The Guardian has verified the authenticity of the document, a 41-slide PowerPoint presentation – classified as top secret with no distribution to foreign allies – which was apparently used to train intelligence operatives on the capabilities of the program. The document claims “collection directly from the servers” of major US service providers.

Although the presentation claims the program is run with the assistance of the companies, all those who responded to a Guardian request for comment on Thursday denied knowledge of any such program.

Charles Johnson is inclined to scepticism, noting that “every single one of the companies identified in Greenwald’s original report has now unequivocally denied involvement in PRISM”, and linking to this post at Business Insider.

And now, 24 hours later, after more denials and questions, the Post has made at least two important changes to its spying story.

First, the Post has eliminated the assertion that the technology companies “knowingly” participated in the government spying program.

Second, and more importantly, the Post has hedged its assertion that the companies have granted the government direct access to their servers.

The latter change is subtle, but important.

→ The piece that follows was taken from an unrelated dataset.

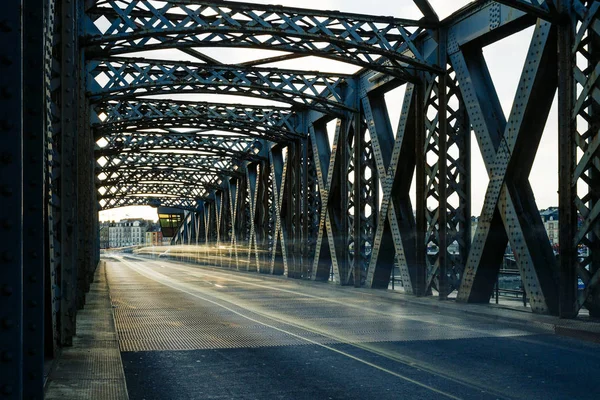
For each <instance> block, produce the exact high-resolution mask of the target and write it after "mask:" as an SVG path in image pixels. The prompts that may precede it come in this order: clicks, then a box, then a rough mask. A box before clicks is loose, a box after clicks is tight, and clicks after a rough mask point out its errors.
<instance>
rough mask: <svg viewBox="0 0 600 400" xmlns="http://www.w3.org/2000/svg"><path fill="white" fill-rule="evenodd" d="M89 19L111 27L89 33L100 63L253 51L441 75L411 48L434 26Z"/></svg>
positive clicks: (423, 23)
mask: <svg viewBox="0 0 600 400" xmlns="http://www.w3.org/2000/svg"><path fill="white" fill-rule="evenodd" d="M421 3H422V2H421ZM198 5H199V7H197V6H198ZM429 10H431V8H429ZM88 14H89V15H90V16H91V18H93V19H98V18H100V17H103V18H106V19H107V21H108V24H109V26H108V27H105V26H102V27H100V26H98V27H96V28H94V29H90V32H88V37H87V41H86V42H87V45H88V46H89V49H88V52H90V53H91V54H96V55H100V54H102V55H103V56H110V55H115V54H123V53H133V52H136V51H147V50H152V49H161V48H179V49H182V48H184V49H185V48H188V47H193V48H201V47H213V46H217V47H251V48H259V49H260V48H262V49H268V50H279V51H285V52H293V53H300V54H304V55H316V56H321V57H327V58H331V59H334V60H338V61H342V62H346V63H351V64H355V65H358V66H362V67H367V68H369V69H372V70H377V71H381V72H385V73H387V74H392V75H397V76H399V77H401V78H403V79H411V78H413V77H414V70H421V69H422V70H430V71H433V70H435V69H436V68H435V66H434V65H432V64H429V63H427V62H426V61H425V60H424V59H423V57H422V56H421V55H420V54H419V53H418V51H417V49H416V46H415V45H414V43H413V42H414V41H416V39H417V38H418V36H419V35H420V34H421V33H422V32H423V31H424V28H427V27H430V26H432V24H431V23H430V22H426V21H419V22H418V21H412V20H407V19H397V18H391V17H375V16H368V15H364V14H350V13H340V12H336V11H317V10H307V9H300V8H291V7H273V6H263V5H258V4H250V3H238V2H235V3H233V2H230V3H219V2H204V3H201V4H198V3H182V2H180V1H177V2H174V1H172V2H166V3H165V5H164V6H162V7H160V8H157V7H154V6H153V5H152V2H151V1H149V0H128V1H125V2H119V3H116V2H113V1H99V2H98V3H97V5H96V6H95V7H93V8H91V9H89V10H88ZM90 25H91V23H90ZM99 29H101V31H99ZM324 44H326V45H324Z"/></svg>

In the first version of its story, the Post stated as a fact that the government had been given direct access to the companies’ servers.

Now, the Post attributes the claim to a government presentation–a document that has been subjected to significant scrutiny and skepticism over the past day and that, in this respect, at least, seems inaccurate.

However Mic Wright, writing in The Telegraph, introduces further room for doubt over the question of the companies (lack of) involvement.

Zuckerberg’s words are reassuring until you consider that any company that receives an order under the Foreign Intelligence Surveillance Act Amendments Act – the legislation the Obama administration is using to justify the broad surveillance – is forbidden from disclosing they have received it or disclosing any information about it.

And whether or not the companies were knowingly complicit in whatever PRISM has been doing is hardly the only issue at stake here. I’m ambivalent about this statement from William Hague:

If you are a law-abiding citizen of this country going about your business and your personal life you have nothing to fear – nothing to fear about the British state or intelligence agencies listening to the contents of your phone calls or anything like that. Indeed you will never be aware of all the things those agencies are doing to stop your identify being stolen and to stop a terrorist blowing you up tomorrow.

Here’s Rosie Bell’s good answer to one of the Normblog profile questions:

What philosophical thesis do you think it most important to disseminate? > That there are incompatible goods – liberty and equality for instance.

Security and privacy is another pairing which could be cited in support of this thesis, as is security and justice.